Her food is the expensive part. A six pound bag of Purina dietary kibble is about five dollars less than the massive bag of Meow Mix. One can of wet food of about 156 grams is over three dollars.
Most people who know me know that I trust my vets and I usually follow their instructions to the letter and spare no expense. I've been asking for opinions on Facebook about food. I read the ingredients on those expensive cans, and they don't look that great.
And it's not that I don't trust my vet. I do, but I'm conflicted. I'm finding she likes to run all kinds of extra tests and adds costs, and suggests unnecessary visits. My Yelp review says that I feel like my cats are more than dollar signs to them. I don't feel that way anymore. I often feel like maybe she's being pressured to milk us.

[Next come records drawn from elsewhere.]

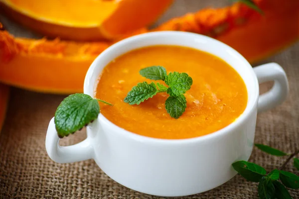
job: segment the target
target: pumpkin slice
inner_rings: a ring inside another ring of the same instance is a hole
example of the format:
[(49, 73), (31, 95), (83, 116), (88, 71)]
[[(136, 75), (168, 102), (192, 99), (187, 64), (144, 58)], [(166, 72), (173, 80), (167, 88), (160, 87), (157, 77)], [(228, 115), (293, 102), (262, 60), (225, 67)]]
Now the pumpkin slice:
[(84, 77), (108, 42), (14, 38), (0, 32), (0, 82), (35, 91), (82, 92)]
[(264, 15), (237, 3), (188, 13), (154, 30), (180, 30), (210, 36), (237, 50), (251, 63), (256, 62), (298, 40), (299, 0), (255, 1)]
[[(281, 50), (299, 38), (299, 1), (259, 0), (261, 15), (235, 3), (174, 18), (151, 31), (191, 31), (232, 46), (250, 62)], [(122, 38), (149, 31), (142, 28)], [(87, 69), (112, 42), (79, 43), (14, 38), (0, 31), (0, 82), (42, 92), (82, 92)]]
[(154, 21), (172, 0), (0, 0), (2, 11), (50, 37), (112, 39)]
[(0, 84), (0, 132), (5, 119), (9, 97), (9, 87)]

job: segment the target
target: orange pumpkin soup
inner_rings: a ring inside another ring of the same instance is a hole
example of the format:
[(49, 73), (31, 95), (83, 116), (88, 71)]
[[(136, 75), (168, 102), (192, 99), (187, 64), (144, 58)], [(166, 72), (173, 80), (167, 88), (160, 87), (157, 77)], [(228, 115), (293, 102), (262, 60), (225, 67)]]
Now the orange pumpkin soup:
[[(139, 105), (123, 100), (132, 87), (146, 79), (139, 71), (162, 66), (167, 74), (186, 73), (193, 79), (184, 94), (185, 111), (177, 119), (165, 109), (166, 93), (158, 93)], [(95, 94), (98, 99), (113, 104), (101, 103), (101, 112), (126, 130), (148, 137), (184, 139), (212, 133), (228, 125), (244, 111), (247, 91), (237, 72), (223, 60), (194, 49), (176, 46), (150, 46), (130, 51), (110, 63), (101, 75)]]

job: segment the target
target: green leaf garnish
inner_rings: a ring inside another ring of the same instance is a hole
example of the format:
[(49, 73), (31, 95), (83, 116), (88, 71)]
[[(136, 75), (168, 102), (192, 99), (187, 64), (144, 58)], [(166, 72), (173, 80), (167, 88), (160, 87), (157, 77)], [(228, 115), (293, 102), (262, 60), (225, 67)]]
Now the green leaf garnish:
[(272, 171), (267, 176), (267, 177), (270, 178), (272, 181), (279, 179), (279, 171), (277, 169), (272, 170)]
[(286, 187), (292, 189), (299, 188), (299, 176), (291, 172), (280, 171), (280, 179)]
[(175, 119), (179, 118), (185, 112), (186, 107), (186, 98), (182, 95), (177, 97), (170, 96), (165, 101), (167, 112)]
[(288, 155), (287, 153), (280, 151), (278, 149), (275, 149), (267, 145), (264, 145), (261, 144), (255, 144), (255, 145), (262, 151), (269, 153), (269, 154), (277, 156), (283, 156)]
[(193, 81), (187, 73), (174, 72), (166, 76), (165, 83), (169, 86), (167, 94), (170, 96), (179, 96), (190, 89)]
[(157, 83), (157, 87), (158, 88), (159, 92), (166, 92), (168, 89), (167, 87), (165, 87), (158, 82)]
[(277, 181), (274, 181), (273, 183), (275, 188), (274, 197), (276, 198), (275, 198), (278, 199), (293, 199), (289, 191), (282, 184)]
[(295, 167), (299, 170), (299, 159), (294, 158), (294, 166)]
[(271, 199), (274, 195), (275, 188), (272, 181), (263, 177), (259, 183), (258, 187), (259, 197), (260, 199)]
[(158, 82), (156, 85), (152, 82), (139, 83), (129, 92), (124, 101), (130, 104), (139, 104), (145, 100), (152, 98), (158, 93), (167, 92), (170, 97), (165, 101), (165, 108), (170, 116), (179, 117), (186, 110), (187, 101), (182, 94), (190, 89), (192, 78), (185, 73), (177, 72), (167, 75), (166, 69), (161, 66), (151, 66), (142, 69), (140, 73), (151, 80), (164, 80), (167, 87)]
[(157, 87), (153, 82), (149, 84), (146, 82), (138, 83), (129, 92), (124, 101), (129, 104), (139, 104), (146, 100), (152, 98), (158, 93)]
[(73, 133), (96, 119), (100, 113), (98, 100), (111, 105), (83, 94), (65, 98), (55, 113), (54, 122), (59, 137)]
[(249, 181), (259, 182), (266, 173), (265, 169), (260, 166), (244, 160), (235, 162), (232, 166), (235, 170)]
[(165, 80), (166, 69), (162, 66), (150, 66), (139, 71), (139, 74), (146, 78), (153, 80)]
[(256, 3), (252, 0), (231, 0), (233, 2), (240, 2), (252, 8), (261, 14), (264, 14), (264, 12), (258, 6)]

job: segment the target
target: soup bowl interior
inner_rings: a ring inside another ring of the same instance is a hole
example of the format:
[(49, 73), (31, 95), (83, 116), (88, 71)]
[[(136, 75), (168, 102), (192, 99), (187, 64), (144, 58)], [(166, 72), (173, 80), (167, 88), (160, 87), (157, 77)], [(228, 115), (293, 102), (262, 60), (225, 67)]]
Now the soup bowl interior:
[(248, 160), (253, 146), (259, 85), (251, 65), (235, 50), (215, 39), (191, 33), (163, 31), (137, 35), (111, 46), (95, 60), (85, 77), (84, 93), (95, 97), (102, 70), (114, 59), (136, 49), (156, 45), (191, 47), (224, 60), (245, 82), (248, 96), (245, 110), (222, 129), (183, 139), (138, 135), (100, 114), (87, 129), (93, 158), (116, 182), (146, 194), (182, 196), (213, 189), (236, 174), (232, 163)]
[[(219, 131), (224, 132), (227, 128), (229, 128), (231, 125), (237, 125), (239, 120), (245, 119), (246, 115), (257, 103), (259, 83), (252, 66), (244, 57), (231, 47), (215, 39), (202, 35), (180, 31), (160, 31), (143, 34), (129, 38), (112, 45), (99, 55), (89, 68), (84, 81), (84, 94), (94, 98), (95, 97), (99, 77), (104, 68), (110, 62), (130, 51), (157, 45), (188, 47), (209, 53), (224, 60), (243, 79), (246, 86), (248, 97), (245, 110), (235, 122), (215, 132)], [(118, 127), (107, 120), (104, 115), (101, 114), (100, 115), (100, 117), (106, 122), (111, 123), (110, 124), (114, 126), (115, 128)], [(119, 130), (128, 132), (121, 128)], [(215, 132), (199, 137), (208, 136)]]

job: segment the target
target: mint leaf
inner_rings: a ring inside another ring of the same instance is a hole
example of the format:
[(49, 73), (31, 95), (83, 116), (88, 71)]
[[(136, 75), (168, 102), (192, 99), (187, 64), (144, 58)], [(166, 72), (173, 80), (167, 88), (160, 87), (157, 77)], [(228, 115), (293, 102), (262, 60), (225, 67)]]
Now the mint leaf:
[(269, 179), (263, 177), (258, 187), (260, 199), (271, 199), (275, 192), (274, 185)]
[(146, 82), (138, 83), (132, 88), (124, 100), (124, 101), (129, 104), (139, 104), (146, 100), (152, 98), (158, 93), (157, 87), (153, 82), (149, 84)]
[(233, 2), (240, 2), (252, 8), (261, 14), (264, 15), (264, 12), (260, 8), (256, 3), (252, 0), (232, 0)]
[(278, 181), (274, 181), (273, 183), (275, 188), (275, 198), (278, 199), (293, 199), (289, 191), (282, 184)]
[(141, 69), (139, 74), (146, 78), (153, 80), (165, 80), (166, 69), (162, 66), (150, 66)]
[(55, 113), (54, 122), (58, 136), (73, 133), (98, 117), (100, 106), (96, 99), (88, 95), (71, 95), (63, 100)]
[(255, 144), (255, 145), (261, 150), (269, 153), (269, 154), (277, 156), (283, 156), (288, 155), (287, 153), (283, 151), (280, 151), (278, 149), (275, 149), (267, 145), (264, 145), (261, 144)]
[(294, 158), (294, 166), (299, 170), (299, 159)]
[(185, 96), (170, 96), (165, 101), (165, 108), (172, 117), (177, 119), (185, 111), (187, 101)]
[(157, 87), (158, 87), (159, 92), (166, 92), (168, 89), (168, 87), (165, 87), (158, 82), (157, 83)]
[(190, 89), (193, 81), (187, 73), (174, 72), (166, 76), (165, 83), (170, 87), (167, 94), (170, 96), (179, 96)]
[(279, 171), (277, 169), (274, 169), (267, 176), (267, 178), (270, 178), (272, 181), (279, 179)]
[(280, 171), (280, 179), (284, 185), (289, 188), (299, 188), (299, 176), (285, 171)]
[(249, 181), (259, 182), (265, 175), (266, 170), (256, 164), (241, 160), (232, 164), (235, 170)]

So I followed the advice of people who make their own cat food and have had diabetic cats. (Thanks especially to Carrie Ganie.) Today I made my own cat food. I used chicken breast, brown rice and cat grass from my own garden. ( no pesticides, ever.) I finally used the meat grinder I asked for and received for Christmas a few years back. Both cats are enjoying it. It's probably still expensive, ( I haven't done the math.) but it's not Three-bucks-a-can expensive.
As a former meatcutter I can add some important information about chicken. I made certain to avoid a product called 'Seasoned Chicken'. You may have seen footage of butchers putting long needles into chicken meat and plumping it up. That's a brine. Literally just salt water. It's used to make the chicken 'taste better', look better, and add to the weight. It's harmless unless you are watching your dollars and your salt intake. I don't buy it for us and I sure as hell won't buy it for my cats. Check your labels. If they are brining the chicken, they legally have to tell you, but they will call it 'seasoned'.

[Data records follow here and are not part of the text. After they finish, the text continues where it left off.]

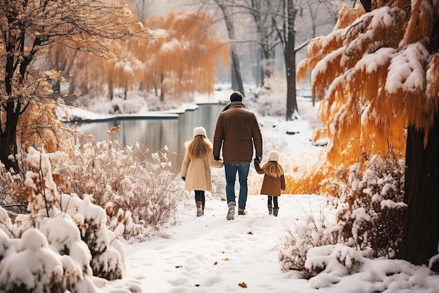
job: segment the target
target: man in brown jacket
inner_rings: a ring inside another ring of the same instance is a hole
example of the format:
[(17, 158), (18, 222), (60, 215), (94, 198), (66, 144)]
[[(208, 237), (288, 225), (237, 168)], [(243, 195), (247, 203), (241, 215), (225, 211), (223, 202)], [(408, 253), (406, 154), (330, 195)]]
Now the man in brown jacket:
[(226, 216), (227, 220), (233, 220), (235, 215), (236, 172), (239, 178), (238, 214), (245, 214), (247, 177), (253, 157), (253, 146), (256, 150), (255, 159), (258, 162), (262, 159), (262, 135), (255, 113), (245, 109), (243, 95), (238, 91), (231, 93), (230, 102), (218, 117), (213, 136), (213, 155), (215, 159), (219, 159), (222, 147), (229, 207)]

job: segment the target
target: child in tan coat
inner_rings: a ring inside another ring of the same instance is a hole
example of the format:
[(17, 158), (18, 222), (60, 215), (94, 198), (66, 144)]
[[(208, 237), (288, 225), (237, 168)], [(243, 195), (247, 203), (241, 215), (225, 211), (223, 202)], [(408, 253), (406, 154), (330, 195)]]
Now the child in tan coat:
[(212, 145), (204, 127), (194, 129), (194, 138), (184, 144), (186, 152), (182, 164), (184, 189), (194, 190), (196, 216), (204, 214), (205, 191), (212, 191), (210, 167), (221, 168), (223, 162), (213, 157)]
[[(268, 162), (265, 162), (262, 167), (259, 166), (258, 161), (255, 161), (256, 171), (259, 174), (265, 174), (261, 194), (268, 195), (269, 215), (273, 214), (274, 216), (278, 216), (279, 211), (278, 197), (281, 196), (281, 190), (285, 190), (285, 188), (283, 168), (278, 162), (278, 160), (279, 153), (276, 150), (272, 150), (269, 154)], [(272, 203), (274, 203), (274, 208)]]

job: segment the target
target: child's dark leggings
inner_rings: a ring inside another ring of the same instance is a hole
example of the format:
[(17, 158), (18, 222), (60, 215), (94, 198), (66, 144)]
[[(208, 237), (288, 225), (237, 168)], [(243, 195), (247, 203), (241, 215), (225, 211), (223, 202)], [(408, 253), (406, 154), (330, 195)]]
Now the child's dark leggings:
[[(204, 207), (205, 202), (205, 197), (204, 197), (204, 190), (194, 190), (195, 191), (195, 202), (201, 202), (201, 205)], [(277, 200), (276, 200), (277, 202)]]
[(271, 204), (271, 201), (273, 201), (273, 202), (274, 203), (274, 208), (275, 209), (278, 209), (279, 208), (279, 204), (278, 203), (278, 196), (271, 196), (271, 195), (269, 195), (269, 200), (268, 200), (268, 204), (267, 205), (272, 205)]

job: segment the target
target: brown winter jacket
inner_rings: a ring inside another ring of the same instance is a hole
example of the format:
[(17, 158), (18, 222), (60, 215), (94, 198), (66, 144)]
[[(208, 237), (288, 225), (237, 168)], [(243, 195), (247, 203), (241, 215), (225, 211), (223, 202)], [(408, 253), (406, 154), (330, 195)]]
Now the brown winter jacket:
[(219, 114), (213, 136), (213, 155), (219, 157), (222, 146), (224, 163), (248, 163), (262, 155), (262, 135), (255, 114), (241, 102), (231, 102)]
[(212, 152), (201, 159), (194, 159), (186, 151), (181, 171), (182, 177), (186, 177), (184, 189), (212, 191), (210, 167), (221, 168), (222, 166), (222, 161), (215, 161)]
[[(255, 169), (259, 174), (265, 174), (265, 171), (261, 169), (259, 162), (255, 161)], [(272, 196), (281, 196), (281, 190), (285, 190), (285, 176), (283, 174), (279, 178), (271, 177), (267, 174), (264, 176), (262, 187), (261, 188), (262, 195)]]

Sorry I haven't written much in the blog. Honestly, it comes down to time, sensitive topics, and how I'm still trying to learn how to load photos from my phone. Still struggling with that. Literally, this was the only useful photo I could find. I'll update if I figure it out. For all photos I've taken recently, see my Instagram under Donna Milward.
And for the readers waiting for my next book: Sorry for the wait. I'm re-writing a battle scene, and David will need to edit that too.